A strip club bartender accused in a lawsuit of choking and killing an unruly customer three years ago argues another man is at least partly to blame — the deceased customer’s friend.
Derek Hendricks, who tackled Randall Wright on the night of May 2, 2019, at Shotgun Willie’s in Glendale, has not been charged with a crime but is being sued by Wright’s family in Arapahoe County District Court. The strip club is also a defendant in the wrongful death lawsuit.
On Monday, Judge Peter Michaelson ruled that Hendricks can add a third-party defendant to the Wright family’s lawsuit, over the objection of the Wrights. That defendant is John Liprando.
Third-party defendants are added to a case when a judge determines they could be partly liable for what the other defendants are accused of doing. If Hendricks and the strip club are found to be liable for Wright’s death, Liprando could also be found partly liable for his friend’s death.

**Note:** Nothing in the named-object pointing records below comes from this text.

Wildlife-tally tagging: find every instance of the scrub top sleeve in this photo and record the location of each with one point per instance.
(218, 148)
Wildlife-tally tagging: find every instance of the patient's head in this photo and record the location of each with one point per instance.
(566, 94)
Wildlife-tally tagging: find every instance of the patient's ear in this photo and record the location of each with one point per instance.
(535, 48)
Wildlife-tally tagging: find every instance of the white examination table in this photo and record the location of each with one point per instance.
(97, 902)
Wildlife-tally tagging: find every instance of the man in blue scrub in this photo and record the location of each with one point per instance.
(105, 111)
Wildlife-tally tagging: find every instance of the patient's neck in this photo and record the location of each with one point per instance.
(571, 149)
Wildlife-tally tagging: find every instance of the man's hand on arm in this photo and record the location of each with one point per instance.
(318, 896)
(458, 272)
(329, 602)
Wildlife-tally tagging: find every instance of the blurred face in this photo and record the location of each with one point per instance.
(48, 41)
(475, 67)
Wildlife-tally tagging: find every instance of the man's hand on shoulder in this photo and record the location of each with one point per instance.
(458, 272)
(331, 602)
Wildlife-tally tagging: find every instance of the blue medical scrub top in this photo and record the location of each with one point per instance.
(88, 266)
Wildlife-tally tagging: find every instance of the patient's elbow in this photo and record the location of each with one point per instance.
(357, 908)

A phone call and email seeking comment from Liprando, a real estate broker with the Denver firm SullivanHayes, were not answered.
Liprando and Wright got in an argument with Ibrahim Mazgaldzhiev that turned into a fistfight at Shotgun Willie’s around 10:20 p.m. that night. Surveillance footage shows the two chased Mazgaldzhiev through the club until Hendricks tackled Wright in an attempt to stop the scuffle. Wright became unresponsive a short time later and died that night at a Denver hospital.
Wright’s family sued Hendricks and the club in October of 2019, alleging the bartender had used a chokehold on the 48-year-old Wright that killed him. The defendants say no chokehold was used and Wright died of cardiac arrest due to the fight’s strain on his enlarged and diseased heart.
In recent weeks, attorneys for Hendricks have expanded on that latter theory. They say Kelly Lear, the Arapahoe County coroner who conducted the official autopsy on Wright, told them in a sworn deposition that Wright’s heart was diseased and “big enough that it could have” led to “a cardiac event and … sudden death” of Wright even if there hadn’t been a fight that night.
“I see people who die from this without anything else associated with it. They’re standing in the kitchen and this would cause them to die. It’s not a normal, healthy heart,” Lear said during her deposition, according to a court filing by Hendricks’ attorney, Frederick Bibik, on Sunday.
Hendricks argues that Liprando should be at the defendants’ table alongside him because, he claims, it was Liprando who started the fight and shoved Wright and Mazgaldzhiev to the floor.
“While Hendricks has indicated he intended to take the aggressor Wright down to the floor, Wright and Mazgaldzhiev were already falling over due to Liprando’s push and Wright’s momentum,” Bibik wrote in his request to add Liprando as a defendant April 28. “Further investigation has identified Liprando as an aggressive individual, trained in boxing and martial arts and previously known as an ‘enforcer’ when he played professional hockey.”
Michaelson denied a similar request to add Liprando as a defendant in December, saying it was “doubtful that Hendricks can establish Liprando contributed to the cause of Wright’s death.” But on Monday, he found Hendricks’ new evidence — enhanced security footage and the opinion of a hired expert who determined Wright died of a pre-existing heart condition — more persuasive.
“A reasonable trier of fact,” the judge wrote, “could conclude Liprando’s actions contributed to or caused Wright to be ‘in a state of both emotional excitement and physical exertion’ which ultimately led to Wright’s death.”
Attorneys for the Wright family declined to comment on the judge’s order. In court filings before the order, they had asked Michaelson to dismiss Hendricks’ request and also to sanction Bibik for wasting the court’s time. Michaelson did not dismiss the request but did agree to penalize Bibik by making him cover the additional costs that the plaintiffs and Liprando will now incur.
An eight-day trial is still scheduled to begin Nov. 7, though attorneys for the Wrights have argued that adding Liprando to the case will delay it until 2023. The judge acknowledged Monday that his decision “adding Liprando as a party will likely cause undue delay.”